Repérée sur les planches, elle devient rapidement l’égérie de nombreuses marques qui aiment à mettre en scène son histoire. C’est notamment le cas de la griffe Under Amour et la campagne I will what I whant (je fais ce que je veux). Dans la vidéo, Misty grimpe lentement sur ses pointes tandis qu’en voix off elle lit une lettre de refus reçue adolescente, alors qu’elle postulait pour intégrer une compagnie : « vos pieds, tendons d’Achille, buste et hauteur de torse ne sont pas appropriés au ballet. Vous n’avez pas un corps de ballerine. » Suivent pirouettes et grands jetés effectués par la première danseuse, et cette phrase, I will what I whant.

 

Sports féminins : et la championne devint marque

Comment faire pour ajouter la corde « égérie de grandes marques » à son arc ? Règle numéro 1 : gagner. Plus un sportif est performant, plus il attire les marques, notamment dans des sports très médiatiques. Mais ramener des médailles ou des coupes est insuffisant. Le champion doit avoir une image sympathique et un parcours exemplaire susceptibles de toucher les jeunes qui s’identifient à cette figure. Comme pour Misty Copeland, les parcours difficiles attirent les marques de sport, qui veulent promouvoir les valeurs de performance, de dépassement de soi, et de libération par le sport.  Thomas Bourguignon, directeur des contenus pour l’agence News Tank Sports Marketing, expliquait à L’Equipe : « C’est le cas chez de nombreux jeunes footballeurs qui viennent de milieux populaires, et souvent de minorités ethniques. Ca permet aux publicitaires de toucher ces publics cibles avec des exemples concrets. »

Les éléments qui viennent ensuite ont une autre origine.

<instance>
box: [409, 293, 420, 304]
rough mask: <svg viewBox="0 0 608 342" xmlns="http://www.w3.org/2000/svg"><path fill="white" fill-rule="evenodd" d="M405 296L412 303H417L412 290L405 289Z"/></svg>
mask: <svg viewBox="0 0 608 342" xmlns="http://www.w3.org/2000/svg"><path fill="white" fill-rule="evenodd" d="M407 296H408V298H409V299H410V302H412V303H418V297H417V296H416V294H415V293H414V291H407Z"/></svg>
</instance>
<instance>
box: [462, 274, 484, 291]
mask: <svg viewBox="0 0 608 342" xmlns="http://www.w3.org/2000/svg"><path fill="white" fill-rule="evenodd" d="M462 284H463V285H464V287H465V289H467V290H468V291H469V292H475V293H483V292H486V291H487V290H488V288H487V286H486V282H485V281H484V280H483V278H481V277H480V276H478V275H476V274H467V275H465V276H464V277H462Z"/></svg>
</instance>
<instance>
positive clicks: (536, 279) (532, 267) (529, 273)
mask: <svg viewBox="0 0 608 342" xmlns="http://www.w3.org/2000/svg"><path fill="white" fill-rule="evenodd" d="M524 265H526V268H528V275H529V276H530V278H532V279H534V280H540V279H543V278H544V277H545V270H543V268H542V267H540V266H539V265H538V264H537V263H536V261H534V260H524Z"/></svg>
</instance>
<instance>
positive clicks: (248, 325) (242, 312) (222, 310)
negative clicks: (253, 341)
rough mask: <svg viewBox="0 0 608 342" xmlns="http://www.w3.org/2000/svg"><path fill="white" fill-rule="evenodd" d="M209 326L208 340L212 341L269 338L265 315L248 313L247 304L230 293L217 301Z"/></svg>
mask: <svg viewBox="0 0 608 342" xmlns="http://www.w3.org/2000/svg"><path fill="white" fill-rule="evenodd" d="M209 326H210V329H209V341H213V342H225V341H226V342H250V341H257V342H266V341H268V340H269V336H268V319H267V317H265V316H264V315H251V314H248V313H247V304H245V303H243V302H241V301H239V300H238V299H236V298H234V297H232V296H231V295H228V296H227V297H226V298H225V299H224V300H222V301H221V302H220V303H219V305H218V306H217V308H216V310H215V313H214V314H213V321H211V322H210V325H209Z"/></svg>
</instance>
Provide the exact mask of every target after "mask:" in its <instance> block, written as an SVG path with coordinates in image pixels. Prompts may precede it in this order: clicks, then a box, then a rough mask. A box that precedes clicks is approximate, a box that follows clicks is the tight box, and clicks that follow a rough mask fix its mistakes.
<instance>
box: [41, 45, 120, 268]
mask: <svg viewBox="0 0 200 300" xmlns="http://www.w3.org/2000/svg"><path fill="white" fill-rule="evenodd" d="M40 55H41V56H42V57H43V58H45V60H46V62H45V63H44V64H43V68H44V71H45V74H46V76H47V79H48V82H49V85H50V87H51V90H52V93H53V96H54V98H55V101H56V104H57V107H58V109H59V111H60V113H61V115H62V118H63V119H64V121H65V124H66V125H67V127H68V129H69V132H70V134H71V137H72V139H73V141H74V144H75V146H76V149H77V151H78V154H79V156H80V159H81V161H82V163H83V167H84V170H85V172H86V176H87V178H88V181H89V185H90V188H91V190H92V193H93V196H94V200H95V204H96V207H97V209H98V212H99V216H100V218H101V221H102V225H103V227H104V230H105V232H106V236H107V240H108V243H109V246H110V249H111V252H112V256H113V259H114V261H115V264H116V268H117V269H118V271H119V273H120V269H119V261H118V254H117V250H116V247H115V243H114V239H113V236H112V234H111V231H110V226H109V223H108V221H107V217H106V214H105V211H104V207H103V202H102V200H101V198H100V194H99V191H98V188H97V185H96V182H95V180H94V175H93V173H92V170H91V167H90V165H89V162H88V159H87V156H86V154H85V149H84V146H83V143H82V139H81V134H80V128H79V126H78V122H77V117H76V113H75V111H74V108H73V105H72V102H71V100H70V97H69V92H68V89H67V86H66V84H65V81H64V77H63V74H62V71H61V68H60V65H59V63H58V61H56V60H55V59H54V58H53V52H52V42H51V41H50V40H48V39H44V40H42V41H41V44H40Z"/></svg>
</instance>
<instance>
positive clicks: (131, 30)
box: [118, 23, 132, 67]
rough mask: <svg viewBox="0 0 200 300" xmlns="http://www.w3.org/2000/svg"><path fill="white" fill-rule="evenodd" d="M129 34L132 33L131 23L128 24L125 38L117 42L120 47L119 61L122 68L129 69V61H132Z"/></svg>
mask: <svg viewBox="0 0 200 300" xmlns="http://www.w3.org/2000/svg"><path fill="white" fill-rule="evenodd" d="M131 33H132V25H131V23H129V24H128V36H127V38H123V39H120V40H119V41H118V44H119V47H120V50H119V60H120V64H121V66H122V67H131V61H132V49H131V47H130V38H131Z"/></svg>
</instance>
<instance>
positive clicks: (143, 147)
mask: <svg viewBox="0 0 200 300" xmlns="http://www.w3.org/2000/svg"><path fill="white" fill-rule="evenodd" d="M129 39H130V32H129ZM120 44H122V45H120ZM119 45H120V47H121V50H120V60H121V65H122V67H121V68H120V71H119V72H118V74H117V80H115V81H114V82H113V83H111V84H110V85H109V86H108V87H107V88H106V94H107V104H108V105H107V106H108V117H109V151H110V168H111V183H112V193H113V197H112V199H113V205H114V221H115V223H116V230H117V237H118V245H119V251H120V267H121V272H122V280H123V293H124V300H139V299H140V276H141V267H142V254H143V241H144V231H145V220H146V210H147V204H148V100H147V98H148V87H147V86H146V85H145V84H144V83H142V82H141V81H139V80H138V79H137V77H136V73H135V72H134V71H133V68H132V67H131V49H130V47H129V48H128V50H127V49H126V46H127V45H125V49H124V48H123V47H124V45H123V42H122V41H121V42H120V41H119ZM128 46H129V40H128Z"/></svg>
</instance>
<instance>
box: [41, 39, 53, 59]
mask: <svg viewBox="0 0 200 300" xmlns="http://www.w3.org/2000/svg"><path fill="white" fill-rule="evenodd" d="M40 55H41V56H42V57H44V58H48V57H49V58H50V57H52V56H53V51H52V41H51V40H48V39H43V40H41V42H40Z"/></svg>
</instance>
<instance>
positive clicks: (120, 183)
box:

Enfin, comme le souligne la surfeuse Tessa Thyssen, les marques sont également à la recherche d’influenceurs, de personnes très suivies sur les réseaux sociaux. Les préceptes de l’employe advocacy, qui consistent à pousser les salariés à parler de leur activité ou de leur entreprise sur les réseaux sociaux, l’incarnation des messages se pratique dans la publicité : un champion qui se mettra en scène sur Instagram avec le vêtement de telle marque, touchera directement les potentiels clients. Le très sympathique Antoine Griezmann, surnommé « Grizou », comme « Zizou » en son temps, doit se mordre les doigts après son « black face ». En 2017, le jeune footballeur avait posté une photo de lui grimé en Mickael Jordan. Face à la polémique, il avait supprimé l’image et présenté ses excuses. Aujourd’hui, les supporters ont passé l’éponge.